Amendment No. 55 seeks to insert a provision that, notwithstanding the ability for deemed decisions to be made in relation to electronic communications infrastructure, no such decision shall be deemed to be granted where the licence involves an environmental impact assessment or an appropriate assessment. As mentioned previously in Dáil Éireann, this provision is not considered necessary as section 13(13) already provides that a licence cannot be applied for where an environmental impact assessment or an appropriate assessment is required. In such circumstances, planning permission must be sought so that the development can be appropriately assessed. For this reason, I cannot accept this amendment.
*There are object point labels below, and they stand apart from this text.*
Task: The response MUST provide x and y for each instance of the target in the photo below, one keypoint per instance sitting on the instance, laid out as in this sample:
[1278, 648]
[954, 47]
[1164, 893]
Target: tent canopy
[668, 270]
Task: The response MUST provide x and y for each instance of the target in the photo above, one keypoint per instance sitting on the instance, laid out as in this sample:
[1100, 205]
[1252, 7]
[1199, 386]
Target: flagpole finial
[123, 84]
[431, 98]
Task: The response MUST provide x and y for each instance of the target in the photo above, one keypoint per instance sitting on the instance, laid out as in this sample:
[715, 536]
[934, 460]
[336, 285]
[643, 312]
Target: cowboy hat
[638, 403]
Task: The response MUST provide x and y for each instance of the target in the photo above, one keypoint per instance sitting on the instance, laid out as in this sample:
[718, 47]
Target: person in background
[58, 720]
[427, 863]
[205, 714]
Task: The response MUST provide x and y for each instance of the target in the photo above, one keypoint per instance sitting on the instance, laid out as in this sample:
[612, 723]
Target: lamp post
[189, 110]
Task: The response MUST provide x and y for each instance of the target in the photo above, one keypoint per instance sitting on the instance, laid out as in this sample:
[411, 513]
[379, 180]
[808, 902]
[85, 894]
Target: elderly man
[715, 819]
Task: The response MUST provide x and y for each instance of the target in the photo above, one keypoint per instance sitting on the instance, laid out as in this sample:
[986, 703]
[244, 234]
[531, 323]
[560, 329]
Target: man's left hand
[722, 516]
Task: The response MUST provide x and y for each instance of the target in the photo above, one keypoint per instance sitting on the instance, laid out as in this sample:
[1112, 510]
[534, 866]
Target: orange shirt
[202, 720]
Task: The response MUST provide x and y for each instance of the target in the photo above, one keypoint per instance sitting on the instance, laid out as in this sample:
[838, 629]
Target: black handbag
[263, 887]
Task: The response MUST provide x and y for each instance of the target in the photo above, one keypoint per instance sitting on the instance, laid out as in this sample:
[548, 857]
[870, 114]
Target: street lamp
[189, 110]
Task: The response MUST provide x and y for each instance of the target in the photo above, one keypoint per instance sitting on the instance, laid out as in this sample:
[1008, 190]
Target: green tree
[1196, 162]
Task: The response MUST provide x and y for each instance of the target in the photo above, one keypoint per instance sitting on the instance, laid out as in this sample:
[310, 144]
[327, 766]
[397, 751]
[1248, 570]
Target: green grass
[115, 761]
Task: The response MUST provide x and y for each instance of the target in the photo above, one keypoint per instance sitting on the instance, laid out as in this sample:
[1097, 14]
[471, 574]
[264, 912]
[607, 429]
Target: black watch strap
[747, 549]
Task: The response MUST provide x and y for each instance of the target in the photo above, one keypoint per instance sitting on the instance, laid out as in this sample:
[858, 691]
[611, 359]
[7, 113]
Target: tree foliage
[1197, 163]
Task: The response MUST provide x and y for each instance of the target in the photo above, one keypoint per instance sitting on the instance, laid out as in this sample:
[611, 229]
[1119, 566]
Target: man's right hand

Amendment No. 56 proposes to replace section 13(9), which relates to licence appeals, and provides that there would be no fee for third-party appeals, that appeals should be entered on the register and that observations may be made in respect of appeals. The fees for making appeals are set at levels intended to prevent frivolous or vexatious appeals while not acting to deter persons with a genuine concern or interest in proposed developments from making an appeal. Section 13(15) already permits the Minister to prescribe requirements in respect of the entry of information on databases in relation to applications or appeals made under section 13. I do not believe there is a need for this amendment, which is why I am unfortunately not in a position to accept it.